Я только что понял, что моя домашняя папка ( / HD / Users / Bob ) имеет все права доступа «ReadOnly», установленные на его корневом уровне.

Если я просматриваю эту папку из другой учетной записи, я могу просматривать папки, но мне не разрешается открывать стандартные папки OS X (Рабочий стол, Документы, Музыка, Фильмы и т. Д.). Тем не менее, я создал несколько папок на корневом уровне моей домашней папки, и те , ARE доступны для этого другого пользователя. Они могут открывать папки и открывать некоторые документы с доступом ReadOnly.

Кто-нибудь еще видит это? Это стандартная конфигурация или мой Mac испорчен? Это похоже на дыру в безопасности, позволяющую пользователям получать доступ к файлам других пользователей в системе.

Я использую довольно чистую сборку Yosemite 10.10.1 - она ​​была установлена ​​около месяца назад.
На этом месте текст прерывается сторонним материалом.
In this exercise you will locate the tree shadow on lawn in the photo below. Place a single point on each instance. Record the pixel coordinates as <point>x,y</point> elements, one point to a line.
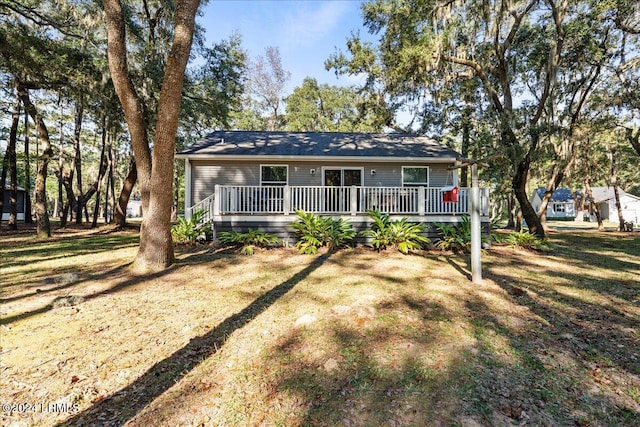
<point>506,367</point>
<point>188,256</point>
<point>58,248</point>
<point>588,348</point>
<point>126,403</point>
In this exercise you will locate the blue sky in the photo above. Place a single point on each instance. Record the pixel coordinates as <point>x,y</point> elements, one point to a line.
<point>305,31</point>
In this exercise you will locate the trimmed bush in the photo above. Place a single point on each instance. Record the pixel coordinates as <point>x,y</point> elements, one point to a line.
<point>399,234</point>
<point>315,231</point>
<point>455,237</point>
<point>525,240</point>
<point>191,230</point>
<point>249,241</point>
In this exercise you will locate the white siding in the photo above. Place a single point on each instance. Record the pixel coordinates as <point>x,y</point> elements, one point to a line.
<point>206,174</point>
Я восстановил свои старые файлы с жесткого диска. Они не были восстановлены с помощью Time Machine

slidmac07
источник

Ответы:

2

Это стандартная конфигурация разрешений. Корень вашей домашней папки - глобальное чтение, но стандартные папки OS X, такие как Desktop и Documents, не должны иметь глобального доступа. Не стесняйтесь устанавливать разрешения для других папок, которые вы создаете в корне вашей домашней папки, в соответствии с разрешениями для стандартных папок.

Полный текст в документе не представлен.